Working against the typical conventions of the western hero and the lead female character, enter Dick Powell and Jane Greer. None of this is intended as a complaint, instead it ends up being a ringing positive endorsement for the movie. Nothing about Powell screams WESTERN HERO! His Haven character drinks champagne and wine, smokes a pipe, and generally has an easygoing way about him. He's especially smooth with Greer's Charlie and puts his own spin on the typical western hero. When I think of Greer, I think film noir, the femme fatale like in 1947's Out of the Past. She would seem to be out of place in a western, but as the kingpin in the area who pulls all the strings, she's perfect in the part. Her Charlie is beautiful, intelligent and another new one in the western genre; a bad guy...um, lady. Well, sort of, she wants to go straight, but she might be too far gone. Two strong leads -- with some great chemistry -- that set the tone for the whole movie.
As for the murder mystery aspect of the story, Lanfield keeps the viewer guessing and up on their toes if they want to keep up. It's pretty clear from the start that Greer's Charlie is heavily involved with the continuing gold robberies, but as for how, that's kept in the dark for awhile. Throwing you for a loop, we get a list of possible suspects, some more inclined to shenanigans than others. Working with Greer are Oliver and Williams, two solid henchmen that immediately incriminate her just because they're clearly henchmen. There's also Agnes Moorehead as Mrs. Caslon, a rich woman working with Haven, who you immediately think is up to no good because Moorehead always played shady characters. Tom Powers plays Captain Iles, the shady commander of the post with Raymond Burr making a good impression in a smaller part as Bristow, a weasel of a lawyer trying to play all sides. Christmas crooner Burl Ives is also good as a hotel owner who sings and knows everyone in town, quite a help to Haven.
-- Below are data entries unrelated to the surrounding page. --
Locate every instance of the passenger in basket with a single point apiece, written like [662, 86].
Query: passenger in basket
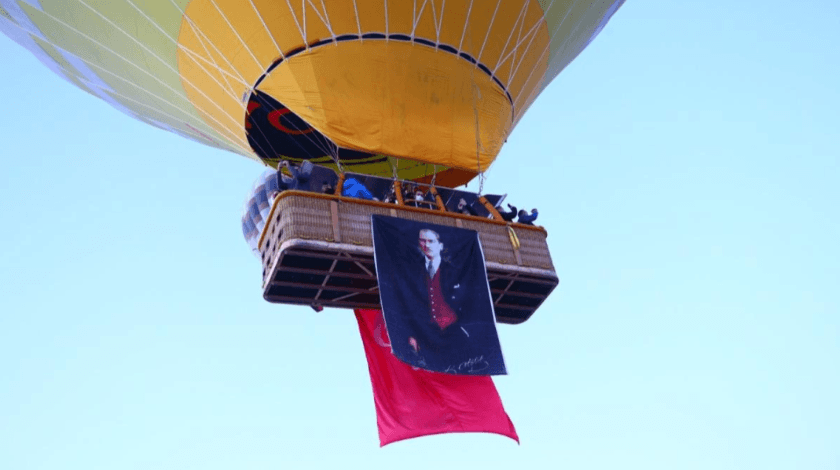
[465, 208]
[355, 188]
[526, 219]
[509, 216]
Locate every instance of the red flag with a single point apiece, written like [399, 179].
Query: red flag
[413, 402]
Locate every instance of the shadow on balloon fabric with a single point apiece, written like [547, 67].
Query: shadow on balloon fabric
[435, 297]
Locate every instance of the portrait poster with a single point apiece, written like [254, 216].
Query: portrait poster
[435, 297]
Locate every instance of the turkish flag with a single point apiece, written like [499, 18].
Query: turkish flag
[413, 402]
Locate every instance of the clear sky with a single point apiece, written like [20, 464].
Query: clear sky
[686, 167]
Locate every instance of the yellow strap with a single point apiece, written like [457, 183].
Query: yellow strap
[514, 240]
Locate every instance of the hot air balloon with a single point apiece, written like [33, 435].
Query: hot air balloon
[391, 92]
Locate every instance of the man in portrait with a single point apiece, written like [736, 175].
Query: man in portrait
[435, 297]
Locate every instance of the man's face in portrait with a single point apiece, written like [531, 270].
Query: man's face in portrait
[430, 243]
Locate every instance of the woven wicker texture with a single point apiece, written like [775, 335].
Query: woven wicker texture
[297, 216]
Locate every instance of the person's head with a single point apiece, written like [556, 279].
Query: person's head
[430, 243]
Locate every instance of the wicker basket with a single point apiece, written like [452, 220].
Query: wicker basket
[317, 249]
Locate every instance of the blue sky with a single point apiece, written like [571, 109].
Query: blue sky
[685, 166]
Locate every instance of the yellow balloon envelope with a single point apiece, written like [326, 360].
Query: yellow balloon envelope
[405, 88]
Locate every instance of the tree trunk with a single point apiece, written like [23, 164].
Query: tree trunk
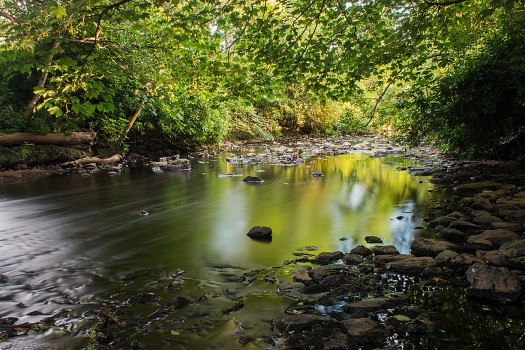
[76, 138]
[131, 121]
[42, 81]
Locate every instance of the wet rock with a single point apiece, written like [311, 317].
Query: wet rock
[319, 273]
[412, 265]
[494, 283]
[288, 286]
[234, 308]
[260, 232]
[384, 250]
[352, 259]
[143, 298]
[338, 341]
[373, 239]
[462, 262]
[477, 203]
[360, 327]
[177, 164]
[518, 263]
[451, 234]
[230, 175]
[496, 237]
[361, 250]
[252, 179]
[478, 243]
[437, 271]
[382, 260]
[513, 249]
[441, 221]
[476, 187]
[457, 215]
[172, 305]
[464, 226]
[485, 219]
[512, 226]
[304, 322]
[375, 304]
[492, 257]
[328, 257]
[302, 276]
[430, 247]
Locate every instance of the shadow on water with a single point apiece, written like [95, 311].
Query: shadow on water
[68, 241]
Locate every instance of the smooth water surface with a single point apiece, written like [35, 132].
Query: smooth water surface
[68, 239]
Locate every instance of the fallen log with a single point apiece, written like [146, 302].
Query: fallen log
[75, 138]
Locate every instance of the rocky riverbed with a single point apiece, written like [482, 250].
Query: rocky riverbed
[460, 286]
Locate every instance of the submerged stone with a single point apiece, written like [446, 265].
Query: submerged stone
[494, 283]
[304, 322]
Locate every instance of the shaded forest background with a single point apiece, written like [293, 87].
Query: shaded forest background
[156, 74]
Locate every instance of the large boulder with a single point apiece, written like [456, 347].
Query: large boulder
[513, 249]
[494, 283]
[430, 247]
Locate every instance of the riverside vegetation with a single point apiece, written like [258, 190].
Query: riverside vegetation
[461, 286]
[163, 78]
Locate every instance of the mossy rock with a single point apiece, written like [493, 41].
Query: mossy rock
[37, 154]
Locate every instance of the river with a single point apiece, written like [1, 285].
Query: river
[69, 242]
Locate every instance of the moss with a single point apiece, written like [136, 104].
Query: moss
[37, 154]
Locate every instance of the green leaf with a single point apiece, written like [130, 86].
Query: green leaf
[58, 11]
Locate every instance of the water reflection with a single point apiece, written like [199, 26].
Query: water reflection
[70, 237]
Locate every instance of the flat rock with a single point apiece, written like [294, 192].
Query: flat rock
[492, 257]
[384, 250]
[444, 258]
[518, 262]
[437, 271]
[485, 219]
[494, 283]
[260, 232]
[451, 234]
[464, 226]
[463, 261]
[476, 187]
[361, 250]
[430, 247]
[302, 276]
[496, 237]
[513, 249]
[304, 322]
[373, 239]
[287, 286]
[352, 259]
[412, 265]
[360, 327]
[382, 260]
[328, 257]
[375, 304]
[252, 179]
[319, 273]
[441, 221]
[511, 226]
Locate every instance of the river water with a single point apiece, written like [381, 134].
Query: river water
[70, 242]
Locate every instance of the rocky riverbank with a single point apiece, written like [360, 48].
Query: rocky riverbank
[460, 286]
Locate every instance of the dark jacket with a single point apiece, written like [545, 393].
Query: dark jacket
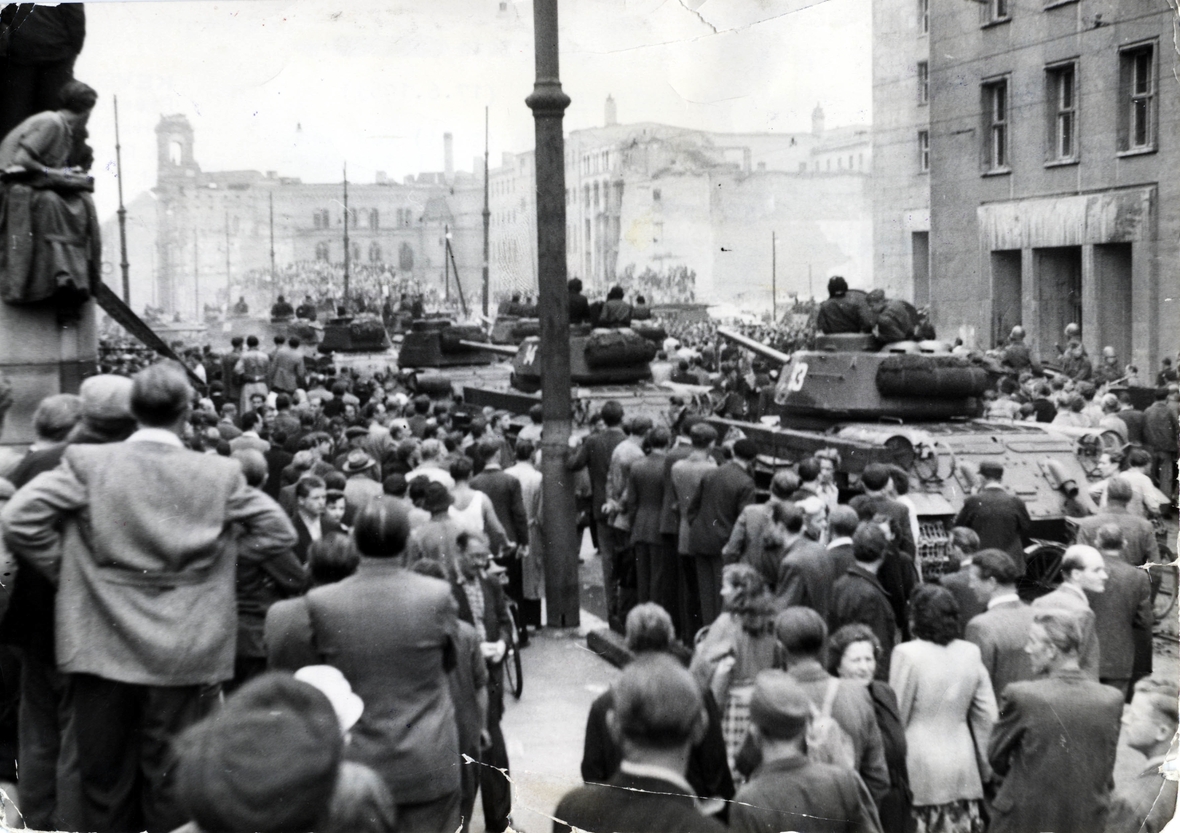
[507, 500]
[1064, 725]
[708, 768]
[857, 596]
[631, 804]
[1119, 610]
[1001, 635]
[392, 634]
[723, 493]
[595, 453]
[1001, 520]
[795, 794]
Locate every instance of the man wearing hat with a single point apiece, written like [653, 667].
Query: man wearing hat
[712, 513]
[843, 313]
[1001, 519]
[438, 537]
[788, 792]
[656, 717]
[266, 762]
[361, 486]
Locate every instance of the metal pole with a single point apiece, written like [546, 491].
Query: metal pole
[446, 263]
[229, 276]
[122, 211]
[270, 198]
[346, 238]
[558, 531]
[487, 214]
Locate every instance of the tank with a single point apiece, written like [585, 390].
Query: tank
[441, 343]
[604, 363]
[916, 406]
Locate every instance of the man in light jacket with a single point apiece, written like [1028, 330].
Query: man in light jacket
[138, 538]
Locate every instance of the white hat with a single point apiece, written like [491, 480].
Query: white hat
[346, 702]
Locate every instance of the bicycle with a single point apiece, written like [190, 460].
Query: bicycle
[513, 673]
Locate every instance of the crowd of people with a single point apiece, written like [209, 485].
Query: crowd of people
[830, 684]
[340, 556]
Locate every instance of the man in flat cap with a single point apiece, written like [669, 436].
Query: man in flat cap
[843, 312]
[790, 792]
[657, 716]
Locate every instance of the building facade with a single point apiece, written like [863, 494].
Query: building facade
[902, 148]
[1054, 166]
[657, 197]
[208, 229]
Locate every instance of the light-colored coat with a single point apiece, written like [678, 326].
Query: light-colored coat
[142, 536]
[945, 699]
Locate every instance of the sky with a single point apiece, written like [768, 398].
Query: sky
[302, 86]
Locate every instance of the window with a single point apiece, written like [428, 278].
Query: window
[995, 112]
[1136, 118]
[1062, 97]
[994, 12]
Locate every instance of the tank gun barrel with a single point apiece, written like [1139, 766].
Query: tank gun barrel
[755, 346]
[502, 349]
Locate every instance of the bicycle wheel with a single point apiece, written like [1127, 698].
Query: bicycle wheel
[1164, 590]
[513, 677]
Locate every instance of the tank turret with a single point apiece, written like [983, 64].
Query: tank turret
[441, 342]
[843, 380]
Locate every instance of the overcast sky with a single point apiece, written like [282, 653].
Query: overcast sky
[299, 86]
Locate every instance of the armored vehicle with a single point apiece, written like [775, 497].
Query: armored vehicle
[604, 363]
[915, 406]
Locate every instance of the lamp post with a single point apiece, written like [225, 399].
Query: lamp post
[559, 532]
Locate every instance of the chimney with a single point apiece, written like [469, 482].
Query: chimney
[818, 120]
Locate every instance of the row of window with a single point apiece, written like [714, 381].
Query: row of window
[322, 220]
[377, 255]
[1135, 111]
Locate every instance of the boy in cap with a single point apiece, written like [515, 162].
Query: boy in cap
[657, 717]
[788, 792]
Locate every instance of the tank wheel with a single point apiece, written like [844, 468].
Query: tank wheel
[1042, 569]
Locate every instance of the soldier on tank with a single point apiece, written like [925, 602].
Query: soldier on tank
[841, 313]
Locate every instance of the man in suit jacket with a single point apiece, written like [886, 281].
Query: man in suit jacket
[747, 542]
[392, 634]
[287, 369]
[1056, 739]
[482, 603]
[1002, 631]
[137, 537]
[806, 572]
[723, 493]
[1083, 574]
[1001, 519]
[790, 792]
[858, 596]
[1139, 544]
[655, 569]
[1121, 610]
[595, 454]
[876, 500]
[659, 715]
[841, 525]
I went along for the ride on this one, enjoying it for all the little different things that make it an atypical western. Some parts drag as Powell's Haven investigates -- long scenes of a man walking around, looking through things tend to that -- and other scenes have stagecoaches or Powell on horseback riding across the rocky desert. Beautiful to look at in smaller doses, they get a little tedious at times. No movie is perfect though, right? Casting and story, this one just works because it does try to be different. Not particularly well known, but a hidden gem in the film noir western category (if there is that category).